Él blasfemó en voz baja y se pasó las manos por el cabello.


—Fue como quince días después de que formalizáramos el contrato de compraventa…


—¿Formalizarlo? —preguntó ella, mirándolo con pavor.


—Sí… ¿Creías que tratábamos de arruinarte la vida por que sí? Por supuesto que hemos formalizado el contrato. Lo hicimos el día antes de que Bernardo muriera.
Acordamos que él podía quedarse allí durante un mes después de la formalización para que buscara un lugar donde vivir, pero si te soy sincero, creo que él sabía que se
estaba muriendo y que quería tener el dinero en el banco antes de que falleciera, así que permitió que siguiéramos adelante con la compra.


—Y murió antes de que pudiera hacer nada con el dinero —dijo ella—. Pero si le habéis pagado el dinero… ¿Dónde está? ¿Lo tiene Ian?


—No, supongo que no.

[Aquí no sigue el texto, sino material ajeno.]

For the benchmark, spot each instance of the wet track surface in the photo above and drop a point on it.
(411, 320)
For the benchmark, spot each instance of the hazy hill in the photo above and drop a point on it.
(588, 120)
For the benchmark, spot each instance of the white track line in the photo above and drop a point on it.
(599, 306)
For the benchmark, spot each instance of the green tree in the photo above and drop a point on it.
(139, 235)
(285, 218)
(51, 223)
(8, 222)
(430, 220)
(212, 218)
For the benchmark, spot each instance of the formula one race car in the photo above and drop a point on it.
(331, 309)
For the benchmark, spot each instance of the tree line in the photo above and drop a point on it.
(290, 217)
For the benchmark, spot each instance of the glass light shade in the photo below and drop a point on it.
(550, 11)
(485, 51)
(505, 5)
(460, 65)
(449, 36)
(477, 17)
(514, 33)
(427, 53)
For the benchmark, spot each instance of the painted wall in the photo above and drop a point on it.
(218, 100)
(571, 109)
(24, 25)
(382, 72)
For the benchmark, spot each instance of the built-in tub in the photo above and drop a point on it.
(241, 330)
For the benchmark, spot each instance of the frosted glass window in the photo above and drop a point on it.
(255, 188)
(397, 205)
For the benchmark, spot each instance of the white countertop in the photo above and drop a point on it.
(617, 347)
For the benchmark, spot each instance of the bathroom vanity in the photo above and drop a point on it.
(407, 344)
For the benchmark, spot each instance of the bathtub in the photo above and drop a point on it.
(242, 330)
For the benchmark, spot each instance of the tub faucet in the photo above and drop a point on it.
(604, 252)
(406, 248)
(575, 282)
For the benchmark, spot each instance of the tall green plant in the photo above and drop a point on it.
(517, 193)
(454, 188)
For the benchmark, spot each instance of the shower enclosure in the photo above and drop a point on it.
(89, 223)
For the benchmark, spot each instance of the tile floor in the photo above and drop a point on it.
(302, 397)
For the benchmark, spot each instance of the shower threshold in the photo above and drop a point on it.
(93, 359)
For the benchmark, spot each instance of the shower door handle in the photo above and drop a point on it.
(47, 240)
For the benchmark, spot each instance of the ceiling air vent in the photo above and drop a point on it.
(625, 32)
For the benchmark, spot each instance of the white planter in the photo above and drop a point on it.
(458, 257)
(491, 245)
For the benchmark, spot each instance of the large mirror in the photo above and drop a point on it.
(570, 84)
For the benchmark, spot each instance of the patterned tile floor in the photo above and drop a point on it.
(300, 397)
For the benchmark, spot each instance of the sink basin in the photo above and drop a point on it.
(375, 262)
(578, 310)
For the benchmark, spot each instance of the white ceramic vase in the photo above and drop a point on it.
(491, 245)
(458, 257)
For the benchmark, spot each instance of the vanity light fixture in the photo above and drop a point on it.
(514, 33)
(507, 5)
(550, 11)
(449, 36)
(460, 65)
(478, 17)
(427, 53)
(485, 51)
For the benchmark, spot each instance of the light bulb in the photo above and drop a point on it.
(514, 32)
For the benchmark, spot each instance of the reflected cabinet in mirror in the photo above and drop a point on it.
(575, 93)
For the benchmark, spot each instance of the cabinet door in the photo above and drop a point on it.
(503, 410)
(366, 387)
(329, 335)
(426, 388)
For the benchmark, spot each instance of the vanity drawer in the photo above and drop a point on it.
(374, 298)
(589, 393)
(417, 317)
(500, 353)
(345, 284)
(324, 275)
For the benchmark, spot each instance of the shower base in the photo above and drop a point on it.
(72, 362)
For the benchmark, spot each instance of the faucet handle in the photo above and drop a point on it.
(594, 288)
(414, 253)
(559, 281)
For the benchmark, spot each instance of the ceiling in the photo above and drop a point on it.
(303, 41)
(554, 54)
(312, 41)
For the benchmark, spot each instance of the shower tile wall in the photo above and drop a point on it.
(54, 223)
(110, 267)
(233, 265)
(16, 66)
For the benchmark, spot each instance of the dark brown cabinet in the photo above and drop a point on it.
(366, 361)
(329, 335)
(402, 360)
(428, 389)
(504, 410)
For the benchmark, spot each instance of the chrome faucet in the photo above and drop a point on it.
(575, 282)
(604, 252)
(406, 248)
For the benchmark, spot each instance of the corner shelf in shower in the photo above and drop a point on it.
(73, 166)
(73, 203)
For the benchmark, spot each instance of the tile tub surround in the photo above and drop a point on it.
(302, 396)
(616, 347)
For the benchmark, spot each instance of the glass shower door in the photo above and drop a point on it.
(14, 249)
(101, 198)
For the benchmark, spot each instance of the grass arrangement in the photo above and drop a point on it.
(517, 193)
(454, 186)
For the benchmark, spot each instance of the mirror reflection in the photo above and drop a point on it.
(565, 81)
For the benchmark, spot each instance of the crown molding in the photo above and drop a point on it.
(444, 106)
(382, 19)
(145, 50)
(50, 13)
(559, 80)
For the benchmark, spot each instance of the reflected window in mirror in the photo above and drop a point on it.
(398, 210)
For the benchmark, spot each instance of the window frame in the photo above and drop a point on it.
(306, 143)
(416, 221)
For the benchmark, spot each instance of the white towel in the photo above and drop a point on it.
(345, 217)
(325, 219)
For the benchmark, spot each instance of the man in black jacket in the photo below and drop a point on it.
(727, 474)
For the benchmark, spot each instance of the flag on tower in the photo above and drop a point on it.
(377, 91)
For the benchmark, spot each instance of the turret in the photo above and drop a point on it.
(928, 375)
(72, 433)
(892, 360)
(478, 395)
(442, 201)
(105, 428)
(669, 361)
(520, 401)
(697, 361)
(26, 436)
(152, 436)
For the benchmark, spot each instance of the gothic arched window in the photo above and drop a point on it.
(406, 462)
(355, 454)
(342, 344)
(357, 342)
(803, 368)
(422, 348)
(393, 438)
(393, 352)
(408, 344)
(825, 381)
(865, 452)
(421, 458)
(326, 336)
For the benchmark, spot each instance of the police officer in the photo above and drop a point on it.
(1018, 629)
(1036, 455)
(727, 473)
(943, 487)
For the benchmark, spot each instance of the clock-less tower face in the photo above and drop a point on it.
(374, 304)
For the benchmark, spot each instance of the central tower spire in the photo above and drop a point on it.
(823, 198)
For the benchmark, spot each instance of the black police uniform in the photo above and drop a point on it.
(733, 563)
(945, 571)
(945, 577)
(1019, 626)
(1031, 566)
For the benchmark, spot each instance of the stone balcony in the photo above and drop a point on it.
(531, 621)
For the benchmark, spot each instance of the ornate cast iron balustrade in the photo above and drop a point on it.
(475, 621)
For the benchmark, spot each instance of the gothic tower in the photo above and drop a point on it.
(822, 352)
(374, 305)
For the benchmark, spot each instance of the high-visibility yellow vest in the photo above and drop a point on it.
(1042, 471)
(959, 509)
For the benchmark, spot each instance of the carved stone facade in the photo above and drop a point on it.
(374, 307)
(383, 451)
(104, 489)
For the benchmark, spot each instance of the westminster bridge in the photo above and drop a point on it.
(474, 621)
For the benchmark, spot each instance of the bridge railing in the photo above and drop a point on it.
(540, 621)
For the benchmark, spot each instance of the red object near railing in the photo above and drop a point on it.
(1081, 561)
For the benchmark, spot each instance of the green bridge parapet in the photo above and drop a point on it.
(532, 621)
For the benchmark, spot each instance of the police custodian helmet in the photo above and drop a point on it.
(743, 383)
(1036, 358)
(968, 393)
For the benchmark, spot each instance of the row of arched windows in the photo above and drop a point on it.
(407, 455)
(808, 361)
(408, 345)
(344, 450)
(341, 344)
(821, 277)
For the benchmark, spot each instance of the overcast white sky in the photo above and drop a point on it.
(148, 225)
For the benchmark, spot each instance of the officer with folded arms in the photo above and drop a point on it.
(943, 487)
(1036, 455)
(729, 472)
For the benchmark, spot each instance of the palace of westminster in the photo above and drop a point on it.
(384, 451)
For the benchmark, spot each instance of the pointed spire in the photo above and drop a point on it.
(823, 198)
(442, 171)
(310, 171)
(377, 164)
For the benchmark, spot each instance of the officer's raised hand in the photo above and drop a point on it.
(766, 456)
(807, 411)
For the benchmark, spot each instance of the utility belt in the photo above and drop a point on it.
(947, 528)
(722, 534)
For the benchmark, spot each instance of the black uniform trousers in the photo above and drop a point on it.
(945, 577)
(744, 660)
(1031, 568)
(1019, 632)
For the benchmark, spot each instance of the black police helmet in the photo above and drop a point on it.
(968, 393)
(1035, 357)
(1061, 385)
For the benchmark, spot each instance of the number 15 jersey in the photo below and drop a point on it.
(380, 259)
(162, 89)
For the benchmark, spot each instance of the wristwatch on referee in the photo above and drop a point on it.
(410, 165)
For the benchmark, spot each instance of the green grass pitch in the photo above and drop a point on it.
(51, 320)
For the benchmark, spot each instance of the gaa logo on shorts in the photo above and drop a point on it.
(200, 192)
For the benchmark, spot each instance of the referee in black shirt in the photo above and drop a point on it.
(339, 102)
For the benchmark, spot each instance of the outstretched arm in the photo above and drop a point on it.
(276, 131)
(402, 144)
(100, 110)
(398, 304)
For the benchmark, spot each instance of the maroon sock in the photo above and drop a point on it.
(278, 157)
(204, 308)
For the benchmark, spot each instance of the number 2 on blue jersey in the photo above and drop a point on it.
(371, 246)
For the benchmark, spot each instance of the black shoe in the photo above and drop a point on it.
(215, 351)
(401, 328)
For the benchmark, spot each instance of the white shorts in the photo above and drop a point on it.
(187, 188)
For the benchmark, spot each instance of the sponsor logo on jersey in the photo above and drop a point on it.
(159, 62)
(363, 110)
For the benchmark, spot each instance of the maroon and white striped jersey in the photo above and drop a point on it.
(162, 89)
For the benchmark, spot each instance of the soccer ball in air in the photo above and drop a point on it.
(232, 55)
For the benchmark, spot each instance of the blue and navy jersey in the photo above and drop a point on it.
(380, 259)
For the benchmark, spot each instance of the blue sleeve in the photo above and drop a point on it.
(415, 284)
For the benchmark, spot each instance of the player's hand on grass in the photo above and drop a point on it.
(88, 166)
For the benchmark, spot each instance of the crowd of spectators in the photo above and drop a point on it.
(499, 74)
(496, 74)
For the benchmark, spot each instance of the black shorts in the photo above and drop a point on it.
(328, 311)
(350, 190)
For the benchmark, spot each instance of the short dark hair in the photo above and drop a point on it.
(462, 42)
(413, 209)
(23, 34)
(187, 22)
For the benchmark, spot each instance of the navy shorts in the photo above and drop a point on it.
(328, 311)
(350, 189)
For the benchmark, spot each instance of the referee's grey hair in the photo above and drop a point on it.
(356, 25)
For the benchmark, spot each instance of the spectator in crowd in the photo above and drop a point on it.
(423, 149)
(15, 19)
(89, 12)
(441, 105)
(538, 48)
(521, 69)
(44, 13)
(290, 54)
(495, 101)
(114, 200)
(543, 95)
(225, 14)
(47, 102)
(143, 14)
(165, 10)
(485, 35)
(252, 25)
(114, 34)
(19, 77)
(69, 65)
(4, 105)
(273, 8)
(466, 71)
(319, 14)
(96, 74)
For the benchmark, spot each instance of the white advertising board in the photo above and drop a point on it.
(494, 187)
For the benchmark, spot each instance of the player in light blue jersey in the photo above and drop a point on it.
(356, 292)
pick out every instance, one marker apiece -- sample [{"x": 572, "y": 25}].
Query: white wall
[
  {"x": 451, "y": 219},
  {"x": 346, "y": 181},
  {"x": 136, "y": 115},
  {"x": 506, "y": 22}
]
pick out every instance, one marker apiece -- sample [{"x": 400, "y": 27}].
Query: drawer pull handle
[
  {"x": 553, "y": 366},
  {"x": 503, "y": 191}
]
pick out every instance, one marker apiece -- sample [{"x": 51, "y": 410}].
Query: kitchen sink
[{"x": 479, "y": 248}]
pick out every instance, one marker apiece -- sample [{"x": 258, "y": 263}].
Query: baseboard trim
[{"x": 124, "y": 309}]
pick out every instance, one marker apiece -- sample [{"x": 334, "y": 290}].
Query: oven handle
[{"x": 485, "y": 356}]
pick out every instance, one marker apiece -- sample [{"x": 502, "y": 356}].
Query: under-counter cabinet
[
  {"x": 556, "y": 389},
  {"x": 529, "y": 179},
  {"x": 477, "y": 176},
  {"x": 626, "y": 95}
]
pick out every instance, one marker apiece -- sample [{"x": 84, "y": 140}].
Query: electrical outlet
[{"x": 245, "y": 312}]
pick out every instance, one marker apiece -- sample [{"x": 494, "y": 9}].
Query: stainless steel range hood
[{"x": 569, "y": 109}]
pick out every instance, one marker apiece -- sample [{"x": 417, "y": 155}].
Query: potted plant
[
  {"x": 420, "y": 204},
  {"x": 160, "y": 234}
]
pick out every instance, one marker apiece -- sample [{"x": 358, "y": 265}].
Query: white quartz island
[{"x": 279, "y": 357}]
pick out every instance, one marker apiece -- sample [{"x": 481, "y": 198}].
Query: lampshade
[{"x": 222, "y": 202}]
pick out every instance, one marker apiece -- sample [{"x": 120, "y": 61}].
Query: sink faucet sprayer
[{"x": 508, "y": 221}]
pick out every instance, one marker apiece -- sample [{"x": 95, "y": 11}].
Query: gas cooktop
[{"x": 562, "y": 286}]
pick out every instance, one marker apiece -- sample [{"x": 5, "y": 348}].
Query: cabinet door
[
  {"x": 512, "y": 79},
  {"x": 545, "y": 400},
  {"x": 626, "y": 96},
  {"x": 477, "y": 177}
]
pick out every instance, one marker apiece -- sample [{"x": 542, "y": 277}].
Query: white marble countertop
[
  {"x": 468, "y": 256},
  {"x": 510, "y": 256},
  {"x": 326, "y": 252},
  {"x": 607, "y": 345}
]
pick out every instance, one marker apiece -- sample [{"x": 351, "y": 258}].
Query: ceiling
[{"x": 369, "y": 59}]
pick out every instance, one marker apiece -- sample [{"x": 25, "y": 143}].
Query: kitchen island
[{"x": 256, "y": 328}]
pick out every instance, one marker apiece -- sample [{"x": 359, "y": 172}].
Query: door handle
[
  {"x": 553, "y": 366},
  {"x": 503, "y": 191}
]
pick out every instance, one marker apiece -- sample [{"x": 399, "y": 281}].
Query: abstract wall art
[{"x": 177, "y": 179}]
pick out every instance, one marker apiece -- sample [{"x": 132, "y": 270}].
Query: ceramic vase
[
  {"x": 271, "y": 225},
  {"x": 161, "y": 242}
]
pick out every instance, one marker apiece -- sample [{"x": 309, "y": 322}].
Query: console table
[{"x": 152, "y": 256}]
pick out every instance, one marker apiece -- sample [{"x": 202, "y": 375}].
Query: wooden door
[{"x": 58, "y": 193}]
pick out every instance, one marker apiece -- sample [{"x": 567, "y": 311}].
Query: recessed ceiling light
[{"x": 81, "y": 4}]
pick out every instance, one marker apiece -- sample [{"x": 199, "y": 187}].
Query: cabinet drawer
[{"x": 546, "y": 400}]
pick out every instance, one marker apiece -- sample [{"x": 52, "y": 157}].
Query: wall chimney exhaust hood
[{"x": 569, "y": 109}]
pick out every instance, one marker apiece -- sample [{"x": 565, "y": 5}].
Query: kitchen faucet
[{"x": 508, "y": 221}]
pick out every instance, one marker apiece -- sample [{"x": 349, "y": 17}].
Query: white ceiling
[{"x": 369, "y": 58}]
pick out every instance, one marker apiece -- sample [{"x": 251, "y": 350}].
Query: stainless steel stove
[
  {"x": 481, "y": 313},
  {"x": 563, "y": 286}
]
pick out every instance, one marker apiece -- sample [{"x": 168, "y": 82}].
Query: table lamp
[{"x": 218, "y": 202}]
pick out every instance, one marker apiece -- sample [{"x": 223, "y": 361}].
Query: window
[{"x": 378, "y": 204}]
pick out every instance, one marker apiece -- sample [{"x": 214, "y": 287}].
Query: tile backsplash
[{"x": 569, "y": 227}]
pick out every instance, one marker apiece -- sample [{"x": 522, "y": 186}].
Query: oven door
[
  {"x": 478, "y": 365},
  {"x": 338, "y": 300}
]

El banco no lo entregará hasta que no se haya nombrado un albacea. Hicimos una pequeña retención, que pagaríamos cuando nos entregaran la propiedad vacía, y todavía la tenemos porque, por supuesto, hasta hoy, no hemos tenido la propiedad vacía.


—Hasta que se te ocurrió la manera de sacarme de allí.


—No fue así —suspiró él—. Bueno, supongo que sí, pero no por ese motivo.


—Entonces, ¿por qué?


—¡Por qué era muy peligroso! Anoche no dormí pensando en que se te podía caer el techo, y estaba en lo cierto, porque cuando regresé esta mañana, la plancha del techo de la escalera se había caído. El tejado está hecho añicos, Paula. Ya viste cómo se caía una plancha el otro día. La madera está podrida y, seguramente, las viguetas también. Sólo es cuestión de tiempo hasta que se caiga todo el edificio. Y había que pensar en el bebé que llevas en el vientre.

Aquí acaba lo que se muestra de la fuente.